# Octagon pier



## roofordie (Sep 24, 2008)

Well, I was suppose to work today, but when I got up and checked out the radar, I knew that was outta the question (Im a commercial roofer), so since I was already up I scooped up the kids and headed down to my favorite fishing hole. We arrived at about 6:45am and there was elwys and glass minnows all over.It didnt take long to fill our bait bucket.
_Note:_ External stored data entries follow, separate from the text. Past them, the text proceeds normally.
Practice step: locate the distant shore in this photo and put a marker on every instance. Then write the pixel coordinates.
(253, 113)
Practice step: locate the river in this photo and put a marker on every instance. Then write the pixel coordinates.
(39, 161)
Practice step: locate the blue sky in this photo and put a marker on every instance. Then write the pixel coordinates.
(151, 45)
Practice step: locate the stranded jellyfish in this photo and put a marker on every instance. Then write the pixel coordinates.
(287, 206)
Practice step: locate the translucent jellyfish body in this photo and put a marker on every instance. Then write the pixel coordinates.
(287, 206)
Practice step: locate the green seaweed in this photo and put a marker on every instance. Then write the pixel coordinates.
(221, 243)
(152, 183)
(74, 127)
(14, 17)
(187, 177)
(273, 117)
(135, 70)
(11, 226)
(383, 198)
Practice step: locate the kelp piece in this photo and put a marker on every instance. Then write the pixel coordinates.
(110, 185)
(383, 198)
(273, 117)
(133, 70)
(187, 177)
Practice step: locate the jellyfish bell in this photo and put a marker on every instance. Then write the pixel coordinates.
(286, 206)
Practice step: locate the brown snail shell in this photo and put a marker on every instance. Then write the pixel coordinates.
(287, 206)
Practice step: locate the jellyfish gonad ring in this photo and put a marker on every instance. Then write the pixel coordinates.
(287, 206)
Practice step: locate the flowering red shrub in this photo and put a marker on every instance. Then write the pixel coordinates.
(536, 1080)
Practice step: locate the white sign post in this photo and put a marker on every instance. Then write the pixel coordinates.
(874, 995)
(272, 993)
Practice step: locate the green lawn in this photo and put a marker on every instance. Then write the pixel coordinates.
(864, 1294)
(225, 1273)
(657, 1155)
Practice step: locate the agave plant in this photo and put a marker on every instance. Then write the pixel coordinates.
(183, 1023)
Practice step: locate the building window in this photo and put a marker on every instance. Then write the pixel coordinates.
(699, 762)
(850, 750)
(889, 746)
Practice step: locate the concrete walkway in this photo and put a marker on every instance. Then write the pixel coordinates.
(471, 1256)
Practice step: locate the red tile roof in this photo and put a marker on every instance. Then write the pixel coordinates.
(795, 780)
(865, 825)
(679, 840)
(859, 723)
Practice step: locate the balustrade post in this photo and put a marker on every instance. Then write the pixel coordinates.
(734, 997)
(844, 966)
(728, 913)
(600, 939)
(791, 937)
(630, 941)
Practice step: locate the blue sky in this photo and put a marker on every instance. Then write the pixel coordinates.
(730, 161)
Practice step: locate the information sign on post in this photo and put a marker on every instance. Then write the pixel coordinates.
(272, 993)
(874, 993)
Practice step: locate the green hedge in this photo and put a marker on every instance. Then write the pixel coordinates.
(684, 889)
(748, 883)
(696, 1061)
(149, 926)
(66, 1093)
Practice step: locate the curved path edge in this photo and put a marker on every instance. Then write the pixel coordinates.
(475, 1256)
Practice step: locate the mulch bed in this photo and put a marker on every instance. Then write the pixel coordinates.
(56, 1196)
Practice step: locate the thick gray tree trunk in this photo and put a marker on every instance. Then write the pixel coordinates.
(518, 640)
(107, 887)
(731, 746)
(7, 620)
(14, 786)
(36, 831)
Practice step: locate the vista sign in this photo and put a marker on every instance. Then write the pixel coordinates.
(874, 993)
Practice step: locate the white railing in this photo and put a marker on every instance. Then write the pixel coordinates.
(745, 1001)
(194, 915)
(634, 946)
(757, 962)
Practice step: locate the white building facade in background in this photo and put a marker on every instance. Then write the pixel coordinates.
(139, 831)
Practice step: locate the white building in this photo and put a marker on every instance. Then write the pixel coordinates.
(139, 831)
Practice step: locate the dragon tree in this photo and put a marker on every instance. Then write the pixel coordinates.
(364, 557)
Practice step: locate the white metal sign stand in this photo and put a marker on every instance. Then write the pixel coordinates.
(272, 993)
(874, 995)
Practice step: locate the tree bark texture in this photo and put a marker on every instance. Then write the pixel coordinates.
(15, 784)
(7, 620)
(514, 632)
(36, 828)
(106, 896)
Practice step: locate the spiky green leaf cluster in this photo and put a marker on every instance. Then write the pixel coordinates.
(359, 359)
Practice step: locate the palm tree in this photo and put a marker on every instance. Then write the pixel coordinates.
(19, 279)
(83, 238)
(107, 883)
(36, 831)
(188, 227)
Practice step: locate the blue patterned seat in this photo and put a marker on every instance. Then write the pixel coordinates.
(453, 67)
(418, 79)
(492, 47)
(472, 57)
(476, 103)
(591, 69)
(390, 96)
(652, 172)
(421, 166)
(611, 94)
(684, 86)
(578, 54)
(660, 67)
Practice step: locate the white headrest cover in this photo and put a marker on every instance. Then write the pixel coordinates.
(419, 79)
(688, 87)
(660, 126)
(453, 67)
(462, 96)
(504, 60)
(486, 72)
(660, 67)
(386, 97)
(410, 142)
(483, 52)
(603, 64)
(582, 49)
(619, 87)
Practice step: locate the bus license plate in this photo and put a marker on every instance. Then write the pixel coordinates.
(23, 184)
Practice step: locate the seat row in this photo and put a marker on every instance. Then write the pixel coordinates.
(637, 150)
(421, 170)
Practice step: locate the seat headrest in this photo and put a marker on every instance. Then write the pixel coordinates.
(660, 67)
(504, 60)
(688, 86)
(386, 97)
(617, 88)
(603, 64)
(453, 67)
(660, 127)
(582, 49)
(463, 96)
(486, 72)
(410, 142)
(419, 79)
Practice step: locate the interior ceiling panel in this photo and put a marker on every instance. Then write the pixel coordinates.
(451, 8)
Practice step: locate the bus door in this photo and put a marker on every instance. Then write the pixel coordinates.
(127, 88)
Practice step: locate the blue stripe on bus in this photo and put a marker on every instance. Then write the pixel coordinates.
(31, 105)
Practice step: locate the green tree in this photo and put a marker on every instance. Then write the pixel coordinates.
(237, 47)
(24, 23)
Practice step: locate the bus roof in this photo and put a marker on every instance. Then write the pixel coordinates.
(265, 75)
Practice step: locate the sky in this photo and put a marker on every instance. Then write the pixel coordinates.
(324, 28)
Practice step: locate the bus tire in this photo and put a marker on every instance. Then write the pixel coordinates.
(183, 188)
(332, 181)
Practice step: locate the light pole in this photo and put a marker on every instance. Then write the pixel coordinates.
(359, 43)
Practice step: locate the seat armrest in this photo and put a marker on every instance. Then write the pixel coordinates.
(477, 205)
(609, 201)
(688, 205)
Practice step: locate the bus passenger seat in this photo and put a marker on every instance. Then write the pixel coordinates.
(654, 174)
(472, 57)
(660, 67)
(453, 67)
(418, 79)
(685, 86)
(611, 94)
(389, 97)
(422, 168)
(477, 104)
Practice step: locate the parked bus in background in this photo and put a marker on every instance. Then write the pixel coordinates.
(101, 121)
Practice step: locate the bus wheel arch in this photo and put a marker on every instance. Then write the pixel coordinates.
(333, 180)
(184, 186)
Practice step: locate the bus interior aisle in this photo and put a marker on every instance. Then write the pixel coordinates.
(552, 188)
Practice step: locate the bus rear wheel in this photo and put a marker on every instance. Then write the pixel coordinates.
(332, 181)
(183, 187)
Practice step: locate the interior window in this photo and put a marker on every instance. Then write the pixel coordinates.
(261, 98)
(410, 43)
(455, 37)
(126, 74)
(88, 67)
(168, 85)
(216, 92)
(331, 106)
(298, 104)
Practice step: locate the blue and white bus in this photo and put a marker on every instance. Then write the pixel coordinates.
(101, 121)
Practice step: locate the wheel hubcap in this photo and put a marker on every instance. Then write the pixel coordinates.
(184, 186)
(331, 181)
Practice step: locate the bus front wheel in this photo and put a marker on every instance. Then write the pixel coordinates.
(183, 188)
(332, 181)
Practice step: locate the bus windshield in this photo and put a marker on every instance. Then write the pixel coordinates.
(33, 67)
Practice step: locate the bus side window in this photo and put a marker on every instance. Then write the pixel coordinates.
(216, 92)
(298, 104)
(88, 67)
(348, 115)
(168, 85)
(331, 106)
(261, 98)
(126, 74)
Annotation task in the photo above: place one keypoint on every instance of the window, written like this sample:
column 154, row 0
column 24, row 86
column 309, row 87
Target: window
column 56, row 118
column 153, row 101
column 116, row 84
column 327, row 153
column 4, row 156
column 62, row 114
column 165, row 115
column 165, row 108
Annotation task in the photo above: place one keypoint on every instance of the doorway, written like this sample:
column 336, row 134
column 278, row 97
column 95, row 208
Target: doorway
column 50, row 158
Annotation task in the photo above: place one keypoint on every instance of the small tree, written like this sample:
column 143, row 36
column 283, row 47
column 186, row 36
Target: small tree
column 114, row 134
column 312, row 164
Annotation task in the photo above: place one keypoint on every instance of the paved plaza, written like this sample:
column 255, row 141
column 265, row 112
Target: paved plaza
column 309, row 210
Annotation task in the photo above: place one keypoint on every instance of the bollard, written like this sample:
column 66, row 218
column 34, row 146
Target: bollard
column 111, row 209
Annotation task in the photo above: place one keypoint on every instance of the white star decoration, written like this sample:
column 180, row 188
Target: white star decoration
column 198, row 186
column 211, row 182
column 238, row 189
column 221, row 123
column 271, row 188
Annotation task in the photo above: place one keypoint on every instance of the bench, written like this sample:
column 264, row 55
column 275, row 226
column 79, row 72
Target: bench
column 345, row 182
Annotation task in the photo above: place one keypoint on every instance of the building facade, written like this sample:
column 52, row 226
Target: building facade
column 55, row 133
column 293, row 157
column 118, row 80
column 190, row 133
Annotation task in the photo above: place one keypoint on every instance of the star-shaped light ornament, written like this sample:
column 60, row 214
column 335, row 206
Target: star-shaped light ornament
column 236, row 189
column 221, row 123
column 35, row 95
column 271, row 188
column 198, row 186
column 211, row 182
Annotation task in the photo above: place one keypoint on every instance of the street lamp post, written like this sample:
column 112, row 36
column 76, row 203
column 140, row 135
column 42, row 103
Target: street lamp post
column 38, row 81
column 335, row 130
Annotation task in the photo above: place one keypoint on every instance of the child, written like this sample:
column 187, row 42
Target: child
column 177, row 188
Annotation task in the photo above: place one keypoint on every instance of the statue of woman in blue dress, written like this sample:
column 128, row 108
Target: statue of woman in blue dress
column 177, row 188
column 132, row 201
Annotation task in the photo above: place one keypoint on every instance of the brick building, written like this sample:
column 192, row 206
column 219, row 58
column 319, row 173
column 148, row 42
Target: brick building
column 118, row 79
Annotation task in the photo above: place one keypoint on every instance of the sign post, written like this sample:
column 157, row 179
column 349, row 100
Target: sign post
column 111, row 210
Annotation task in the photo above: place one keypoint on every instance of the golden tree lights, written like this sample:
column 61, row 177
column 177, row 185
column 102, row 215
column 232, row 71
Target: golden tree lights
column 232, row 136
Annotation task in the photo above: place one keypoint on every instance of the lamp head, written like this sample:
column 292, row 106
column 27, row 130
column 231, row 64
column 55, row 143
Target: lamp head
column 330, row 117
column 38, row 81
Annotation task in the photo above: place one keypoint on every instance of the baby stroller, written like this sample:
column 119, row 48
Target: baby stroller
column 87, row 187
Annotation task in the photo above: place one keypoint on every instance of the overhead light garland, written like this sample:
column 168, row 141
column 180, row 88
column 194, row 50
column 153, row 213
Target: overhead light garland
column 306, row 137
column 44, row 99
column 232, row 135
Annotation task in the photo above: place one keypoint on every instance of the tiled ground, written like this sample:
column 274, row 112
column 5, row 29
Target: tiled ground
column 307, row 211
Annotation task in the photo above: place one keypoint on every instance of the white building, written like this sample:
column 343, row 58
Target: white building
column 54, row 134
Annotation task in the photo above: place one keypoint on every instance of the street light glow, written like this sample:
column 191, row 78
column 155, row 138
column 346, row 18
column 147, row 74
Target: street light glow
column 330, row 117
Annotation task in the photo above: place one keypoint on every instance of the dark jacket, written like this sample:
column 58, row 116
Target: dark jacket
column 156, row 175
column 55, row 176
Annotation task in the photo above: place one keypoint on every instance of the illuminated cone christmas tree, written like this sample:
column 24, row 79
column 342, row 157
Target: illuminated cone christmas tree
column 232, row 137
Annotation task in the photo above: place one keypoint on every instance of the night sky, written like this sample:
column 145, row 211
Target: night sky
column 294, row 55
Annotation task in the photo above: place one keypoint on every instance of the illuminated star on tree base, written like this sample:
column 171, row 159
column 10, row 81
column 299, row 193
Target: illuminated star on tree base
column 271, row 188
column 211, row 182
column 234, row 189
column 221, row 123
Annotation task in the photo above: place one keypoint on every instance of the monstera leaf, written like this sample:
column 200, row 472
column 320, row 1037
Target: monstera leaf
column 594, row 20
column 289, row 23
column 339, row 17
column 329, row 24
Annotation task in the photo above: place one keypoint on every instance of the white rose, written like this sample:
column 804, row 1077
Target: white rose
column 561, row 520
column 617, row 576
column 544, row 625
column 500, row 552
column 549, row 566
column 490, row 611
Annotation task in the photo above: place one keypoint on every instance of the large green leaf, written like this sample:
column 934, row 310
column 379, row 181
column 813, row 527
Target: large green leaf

We stayed out there for an hour and a half, and left with dinner.


----------



## roofordie (Sep 24, 2008)

sorry:hoppingmad about the dreaded red "X". I added the link so you can see the pic


----------



## Redfish (Nov 9, 2007)

Looks Like you and the kids had a Great Time, Way To Go!!!! If You Still Need That Extra Combo Let me Know!!! and I will get It to you!!!!


----------



## littlezac (Jun 25, 2009)

Some nice Spanish you guys caught.


----------



## ScullsMcNasty (Oct 4, 2007)

looks like the kids had a blast!


----------



## Reel Wins (Jun 4, 2009)

nice job!


----------



## Snatch it (Feb 17, 2009)

Good Job fellas


----------



## surfstryker (Sep 28, 2007)

MMMMM dinner, I will be there next week, maybe I 'll see ya out there.


----------



## spearfisher (Oct 3, 2007)

Nice Job! Those are days your kids will never forget!


----------